Expected outcomes and significance:
We expect to find that some penguin species typically have certain traits. For example, maybe one of the penguin species typically has the shortest culmen length. These findings could lend insight into the penguins evolution process. If we look at specific traits that have been developed over millions of years, we could perhaps get a better picture of what the world was like when they were evolving through the specific traits they developed.
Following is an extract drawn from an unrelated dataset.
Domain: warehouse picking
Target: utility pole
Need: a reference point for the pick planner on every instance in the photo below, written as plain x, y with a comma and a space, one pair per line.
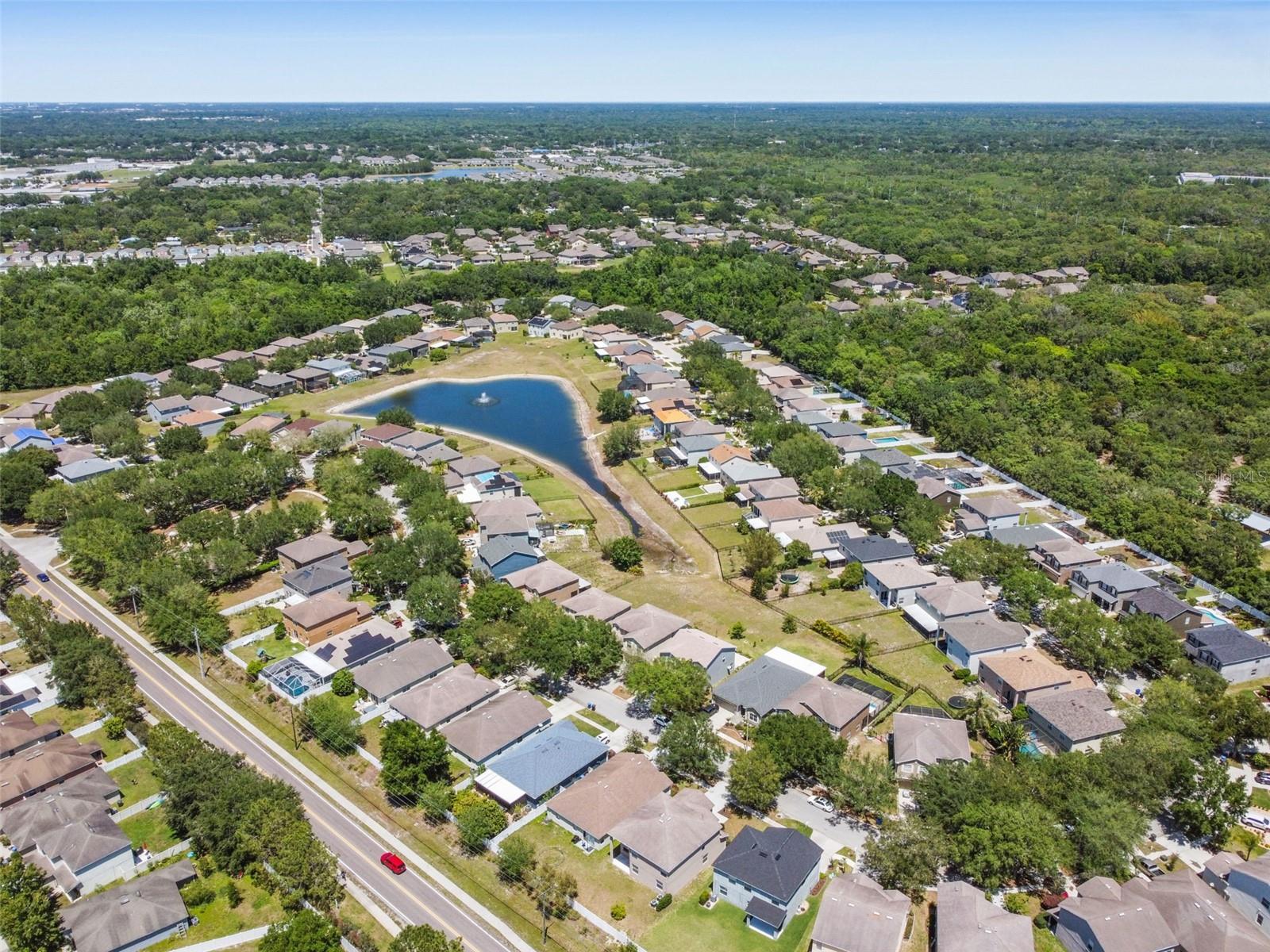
198, 651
This could lead to future questions involving why certain penguin species developed differently than other penguin species and, in a similar vein, questions about where they will go from here.

In [None]:

penguin_mean <- penguin_training |>
      group_by(species) |>
      summarize(across(culmen_length:body_mass, mean, na.rm = TRUE))
colnames(penguin_mean)[2:7] <- c("mean_culmen_length", "mean_culmen_depth", "mean_flipper_length", "mean_body_mass")
head(penguin_mean)
penguin_na <- sum(is.na(penguin_training))
penguin_explore <- mutate(penguin_mean, total_na = penguin_na)

#Visualization
options(repr.plot.width = 8, repr.plot.length = 3)
penguin_visual <- ggplot(penguin_training, aes(x = flipper_length, y = culmen_length, color = species, shape = species)) +
    geom_point() + 
    labs(x = "Flipper Length (mm)", y = "Bill Length (mm)", color = "Species", shape = "Species") +
    ggtitle("Culmen and Flipper Lengths of Different Species") +
    theme(text = element_text(size = 12)) 
penguin_visual